As the game show ends the tone takes a dramatic turn as the reality of our carefree rivalry unfolds and the significance of the back-stories of Queenie and Casino (acted out and interwoven with the audience interaction) emerges. As the pair predicted the crash of the financial system and played to make money out of it, we realise that the outcome of the competition is no game for the loser, Casino in this instance, who really does lose everything. Declaring he’ll kill himself if he loses he holds true to his promise and reminds us of money’s hefty part in our lives. Yet, as his death is depicted with a ketchup bottle it is ingeniously pointed out that we shall readily conceive such a representation of Casino’s bloody suicide. Duffy makes theatre and money comparable: it only has value because we believe it does. In 2008, currency was on the verge of crumbling into worthlessness and Money: The Game Show opens our eyes to the inconceivable possibility of this. Money is both everything and nothing.

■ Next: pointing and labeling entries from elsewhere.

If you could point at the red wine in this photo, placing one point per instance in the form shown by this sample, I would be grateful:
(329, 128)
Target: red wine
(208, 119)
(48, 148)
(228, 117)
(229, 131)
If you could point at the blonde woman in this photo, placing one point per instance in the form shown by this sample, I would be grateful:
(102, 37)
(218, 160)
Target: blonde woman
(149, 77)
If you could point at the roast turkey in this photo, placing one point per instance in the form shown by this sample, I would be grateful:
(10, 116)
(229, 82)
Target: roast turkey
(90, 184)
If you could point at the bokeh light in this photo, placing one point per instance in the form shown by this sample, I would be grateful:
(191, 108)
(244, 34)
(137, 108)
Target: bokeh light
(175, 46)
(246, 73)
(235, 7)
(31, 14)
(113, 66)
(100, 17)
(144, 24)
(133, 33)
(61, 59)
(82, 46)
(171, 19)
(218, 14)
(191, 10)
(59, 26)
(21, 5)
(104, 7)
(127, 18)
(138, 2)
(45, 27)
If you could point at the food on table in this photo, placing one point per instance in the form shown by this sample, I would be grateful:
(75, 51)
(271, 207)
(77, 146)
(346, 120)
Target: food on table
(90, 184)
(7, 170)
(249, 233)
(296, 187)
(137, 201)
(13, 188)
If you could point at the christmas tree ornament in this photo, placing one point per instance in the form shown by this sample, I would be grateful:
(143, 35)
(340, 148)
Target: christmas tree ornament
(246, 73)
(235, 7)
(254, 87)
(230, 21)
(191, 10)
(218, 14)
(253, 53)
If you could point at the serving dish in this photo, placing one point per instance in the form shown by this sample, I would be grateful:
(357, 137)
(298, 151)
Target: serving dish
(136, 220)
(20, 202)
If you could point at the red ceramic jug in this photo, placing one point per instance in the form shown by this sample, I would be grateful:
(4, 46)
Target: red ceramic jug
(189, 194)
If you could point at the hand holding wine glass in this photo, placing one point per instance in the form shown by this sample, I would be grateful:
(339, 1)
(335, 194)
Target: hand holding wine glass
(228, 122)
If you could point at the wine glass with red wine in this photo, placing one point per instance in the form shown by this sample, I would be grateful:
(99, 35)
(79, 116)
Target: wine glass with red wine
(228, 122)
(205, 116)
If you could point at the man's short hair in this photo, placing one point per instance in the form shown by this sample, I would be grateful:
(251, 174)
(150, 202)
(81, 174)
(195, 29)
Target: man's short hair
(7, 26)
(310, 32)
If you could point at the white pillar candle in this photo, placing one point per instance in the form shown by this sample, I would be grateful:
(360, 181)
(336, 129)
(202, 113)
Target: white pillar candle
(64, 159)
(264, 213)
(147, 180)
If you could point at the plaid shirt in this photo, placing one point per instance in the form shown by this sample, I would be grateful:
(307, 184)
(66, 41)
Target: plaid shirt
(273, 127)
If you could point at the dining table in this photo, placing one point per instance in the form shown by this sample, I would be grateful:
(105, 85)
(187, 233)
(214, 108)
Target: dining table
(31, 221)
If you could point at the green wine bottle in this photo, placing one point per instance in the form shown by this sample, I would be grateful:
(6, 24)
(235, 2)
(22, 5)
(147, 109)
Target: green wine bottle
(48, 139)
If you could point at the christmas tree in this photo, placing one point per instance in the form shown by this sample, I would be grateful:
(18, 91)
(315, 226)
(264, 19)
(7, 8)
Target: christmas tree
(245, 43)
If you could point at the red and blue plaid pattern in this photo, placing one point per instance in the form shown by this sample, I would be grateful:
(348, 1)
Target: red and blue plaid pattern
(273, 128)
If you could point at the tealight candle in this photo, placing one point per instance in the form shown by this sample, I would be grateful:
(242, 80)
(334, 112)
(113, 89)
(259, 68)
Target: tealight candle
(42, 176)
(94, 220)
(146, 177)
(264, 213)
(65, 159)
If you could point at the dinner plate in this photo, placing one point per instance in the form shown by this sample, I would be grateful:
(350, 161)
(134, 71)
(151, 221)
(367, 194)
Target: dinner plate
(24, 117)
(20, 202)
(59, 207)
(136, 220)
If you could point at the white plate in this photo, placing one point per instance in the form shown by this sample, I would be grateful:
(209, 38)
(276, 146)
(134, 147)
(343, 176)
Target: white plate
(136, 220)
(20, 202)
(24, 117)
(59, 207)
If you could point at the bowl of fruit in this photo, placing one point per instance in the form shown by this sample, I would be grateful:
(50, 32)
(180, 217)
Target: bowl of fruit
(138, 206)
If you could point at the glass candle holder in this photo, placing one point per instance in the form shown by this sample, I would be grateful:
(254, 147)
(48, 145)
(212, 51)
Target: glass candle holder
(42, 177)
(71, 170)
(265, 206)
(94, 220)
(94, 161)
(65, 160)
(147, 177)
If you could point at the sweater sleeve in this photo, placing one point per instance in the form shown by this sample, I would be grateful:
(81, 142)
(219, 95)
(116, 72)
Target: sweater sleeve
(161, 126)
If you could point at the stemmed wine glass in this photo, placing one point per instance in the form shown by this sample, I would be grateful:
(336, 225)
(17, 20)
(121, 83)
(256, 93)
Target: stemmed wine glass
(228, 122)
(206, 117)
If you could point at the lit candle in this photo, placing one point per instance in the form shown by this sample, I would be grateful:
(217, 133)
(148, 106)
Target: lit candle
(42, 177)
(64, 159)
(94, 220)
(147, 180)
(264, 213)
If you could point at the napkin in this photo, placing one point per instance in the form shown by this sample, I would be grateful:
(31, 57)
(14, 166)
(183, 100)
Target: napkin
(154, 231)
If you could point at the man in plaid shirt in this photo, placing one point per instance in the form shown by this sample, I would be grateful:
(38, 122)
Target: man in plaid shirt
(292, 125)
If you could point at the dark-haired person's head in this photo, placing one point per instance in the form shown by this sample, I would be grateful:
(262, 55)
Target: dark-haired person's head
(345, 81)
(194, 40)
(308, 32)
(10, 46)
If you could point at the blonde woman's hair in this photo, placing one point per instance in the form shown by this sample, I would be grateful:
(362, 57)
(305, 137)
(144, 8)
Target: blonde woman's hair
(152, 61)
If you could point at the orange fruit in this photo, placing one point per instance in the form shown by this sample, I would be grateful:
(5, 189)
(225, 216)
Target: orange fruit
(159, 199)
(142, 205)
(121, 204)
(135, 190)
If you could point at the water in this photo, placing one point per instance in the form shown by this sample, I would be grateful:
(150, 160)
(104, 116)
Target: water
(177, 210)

The script is incredibly slick and crams a lot in which suitably reflects the complexity and ‘glaze-over’ associations with the financial system, suggesting why we have the belief in money that we do. Consequently, the play’s eclectic format sacrifices the depth of the characters and Ellinson and Ferguson struggle to emotionally draw us in. However, the pair is flawlessly compelling and bold as the game shows hosts.

Photo: Simon Kane
Unlimited Theatre and Bush Theatre have made a worthy investment in this inventive theatrical experience, which thriftily delivers fun and contradictory graveness, offering a golden perspective of money’s value. Credit where credit is due.

This production runs until 2 March 2013.